Kesuksesan kepemimpinan A. Malik Fadjar dalam memajukan UMM Malang dikuatkan dengan adanya mitra dan partner yang memiliki cita-cita yang sama. Bila Nabi memiliki empat sahabat dalam memajukan dan mengembangkan Islam, dan semuanya jadi pemimpin (khalifah), maka A.Malik Fadjar memiliki tiga kawan dalam membangun dan mengembangkan UMM Malang dan juga semuanya jadi rector kecuali Sukiyanto karena meninggal terlebih dahulu. Ini bermakna bahwa dalam memperjuangkan kepentingan sosial kemasyarakatan disamping memiliki potensi pribadi tersendiri, juga memerlukan kawan yang potensial dalam mewujudkan cita-cita dan harapan masayarakat secara luas. Dan perkawanan tersebut tidak terlalu banyak sehingga dapat dimenej secara efisien dan efektif dan juga dapat mewarisi jiwa dan semangat kepemimpinan sebagai generasi pelanjut. Hal ini sejalan dengan apa yang dikemukakan oleh Muhadjir Effendy yang menyatakan bahwa A.Malik Fadjar memiliki kemampuan manajerial terdepan, jeli menentukan orang untuk dijadikan partner dan melakukan yang terbaik. [34]
Imam Suprayogo mengakui bahwa A.Malik Fadjar ketika menjadi Sekretaris Fakultas (sekarang kabag TU), di STAIN Malang, telah malakukan peran-peran yang lebih dari itu tapi tidak kelihatan, karena A.Malik Fadjar belum menemukan momentumnya bertemu dengan orang untuk diajak. Karena itulah tidak serevolusioner di UMM kerena belum menemukan partner. Teori kebersamaan membangun kekuatan bahwa orang bisa melakukan perubahan dahsyat manakala menemukan momentumnya dan ada kekuatan-kekuatan lain ketika itu muncul secara berbarengan. Tiga orang itu tidak saja memiliki kekuatan intelektual atau kemudian kemampuan memenej di bidangnya masing-masing tapi lebih dari itu bertemunya cita-cita bersama itulah yang menjadi kekuatan dalam membangun UMM. A.Malik Fadjar tidak bisa sendiri membangun kelembagaan.[35] Kesuksesan A.Malik Fadjar tersebut membuatnya semakin maju dan mendapat tempat sampai ke tingkat Nasional.

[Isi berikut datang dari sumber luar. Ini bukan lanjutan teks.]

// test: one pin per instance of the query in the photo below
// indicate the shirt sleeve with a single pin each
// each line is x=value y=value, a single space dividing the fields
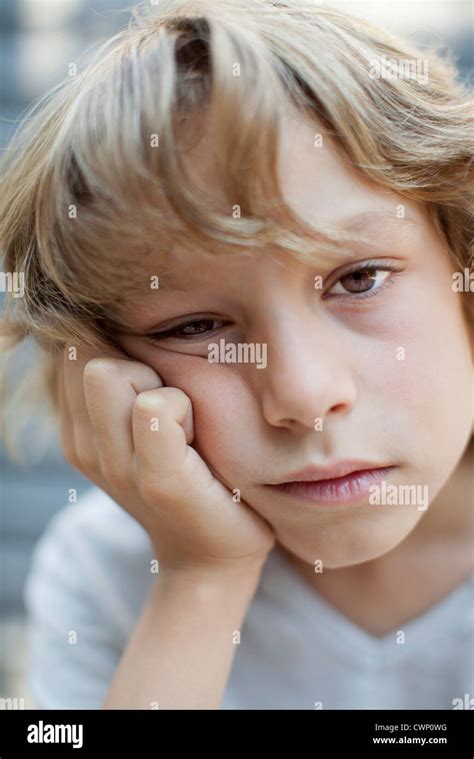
x=74 y=644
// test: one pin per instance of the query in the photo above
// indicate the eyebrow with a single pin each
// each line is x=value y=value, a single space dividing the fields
x=376 y=220
x=372 y=222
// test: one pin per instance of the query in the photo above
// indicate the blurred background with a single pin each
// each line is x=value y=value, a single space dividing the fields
x=38 y=41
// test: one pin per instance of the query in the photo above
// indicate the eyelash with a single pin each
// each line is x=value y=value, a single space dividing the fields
x=157 y=337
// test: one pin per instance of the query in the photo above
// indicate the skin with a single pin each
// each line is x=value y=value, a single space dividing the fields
x=335 y=357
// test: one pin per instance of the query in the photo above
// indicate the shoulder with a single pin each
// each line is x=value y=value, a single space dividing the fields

Kemudian beliaupun mendapatkan amanah menjadi Direktur Jenderal Kelembagaan Agama Islam (1996-1998) Ia telah melakukan pembaruan madrasah dan pengembangan IAIN. Berbagai upaya yang ditujukan untuk peningkatan mutu, memperluas kesempatan belajar, peningkatan relevansi, memantapkan manajemen Madrasah Ibtidaiyah (MI), dan Madrasah Tsanawiyah (MTs) sebagai bagian dari gerakan nasional Wajib Belajar Sembilan Tahun. Demikian juga pada jenjang pendidikan menengah, berbagai terobosan telah dilakukan untuk memantapkan Madrasah Aliyah (MA) antara lain pengembangan Madrasah Aliyah Model, Madrasah Aliyah Keterampilan di seluruh wilayah tanah air, merasionalisasi organisasi Perguruan Tinggi Agama Islam yaitu merubah fakultas cabang dari IAIN menjadi STAIN.[36] Hal tersebut memungkinkan fakultas cabang tersebut berdiri sendiri dan berkembang. Pada kelanjutannya perubahan IAIN menjadi UIN adalah untuk merespon perkembangan global. Yaitu Perguruan tinggi Islam di bawah naungan DEPAG sebagai bagian integral dari pendidikan Nasional dituntut mampu mempertimbangkan perubahan transisi social, ekonomi, politik nasional dan global. Langkah strategis dan futuristik A. Malik Fadjar bukanlah hal yang baru. Ia menyatakan bahwa ia hanya melakukan rekontruksi dan reformulasi pemikiran pada funding father sejak zaman sebelum kemerdekaan Republik Indonesia. Kita memang harus melakukan think and rethink "[37]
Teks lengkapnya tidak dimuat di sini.